Late filing can also result in the loss of certain benefits, such as the ability to carry forward losses. If you have incurred losses from sources like the stock market, mutual funds, property, or business, you can carry them forward to offset future income, reducing your tax liability in subsequent years. However, this is only possible if you file your ITR on time. Missing the deadline means forfeiting the ability to adjust these losses against future income.
Filing your ITR early allows for faster processing of refunds. Early verification speeds up the refund process. Conversely, delaying the filing of your return will delay your refund. Furthermore, timely ITR filing can be crucial for loan and visa approvals. Financial institutions and embassies often require ITRs as proof of income and financial stability. Delays or a failure to file could create hurdles in these processes.

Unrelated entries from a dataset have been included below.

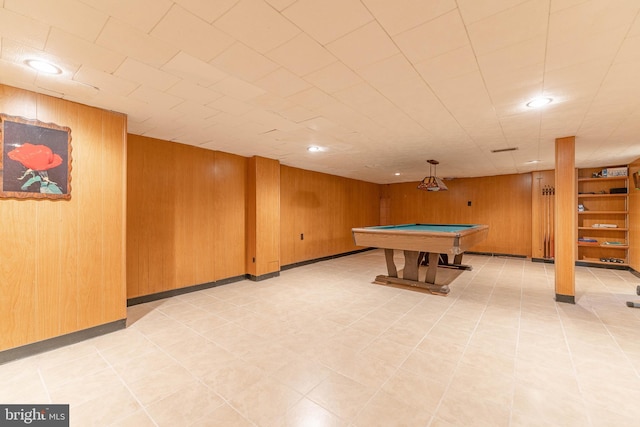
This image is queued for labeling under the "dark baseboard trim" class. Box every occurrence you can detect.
[576,261,630,270]
[0,319,127,365]
[531,258,556,264]
[465,251,527,258]
[556,294,576,304]
[280,248,378,271]
[127,275,247,307]
[245,271,280,282]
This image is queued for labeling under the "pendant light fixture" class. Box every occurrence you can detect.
[418,160,448,191]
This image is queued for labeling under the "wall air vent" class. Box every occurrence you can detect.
[491,147,518,153]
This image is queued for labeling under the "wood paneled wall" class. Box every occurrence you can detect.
[0,85,127,350]
[628,159,640,272]
[531,170,555,258]
[280,166,380,265]
[246,156,280,277]
[127,135,247,298]
[381,174,532,256]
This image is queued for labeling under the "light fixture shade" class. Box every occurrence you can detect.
[418,176,449,191]
[418,160,448,191]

Even if your income is below the taxable limit, there are still compelling reasons to file your ITR before the deadline. Filing a return allows you to claim refunds for any excess tax deducted from your income. It serves as important income and address proof. Additionally, it facilitates quick visa processing and loan approvals. Filing ITR on time also allows you to carry forward losses, obtain government tenders, buy term insurance, secure funding for startup ventures, and provide evidence of your financial gains.
If you miss the September 15, 2025 deadline, you can still file a belated return until December 31, 2025. However, you will be subject to late filing fees and interest. Similarly, if you discover any errors or omissions in your original ITR, you can file a revised return by December 31, 2025.
Despite the approaching deadline, there is a possibility of a further extension. The Chandigarh Chartered Accountants Taxation Association (CCATAX) and other professional bodies have requested an extension, citing technical glitches on the ITR filing portal, data mismatches between the Annual Information Statement (AIS) and Form 26AS, and the new format for financial statements introduced by the Institute of Chartered Accountants of India (ICAI). However, as of August 31, 2025, there has been no official announcement from the government or CBDT regarding another extension.
With only a few days remaining until the ITR filing deadline, it is highly advisable to gather all the necessary documents, including Form 16 (Part A & B), bank statements, interest certificates, capital gains statements, PAN, Aadhaar, AIS, TIS, and Form 26AS, and file your return as soon as possible. Don't wait for the last minute, as potential technical issues or unforeseen circumstances could hinder your ability to file on time. Filing your ITR promptly ensures compliance, avoids penalties and interest, and unlocks various financial benefits.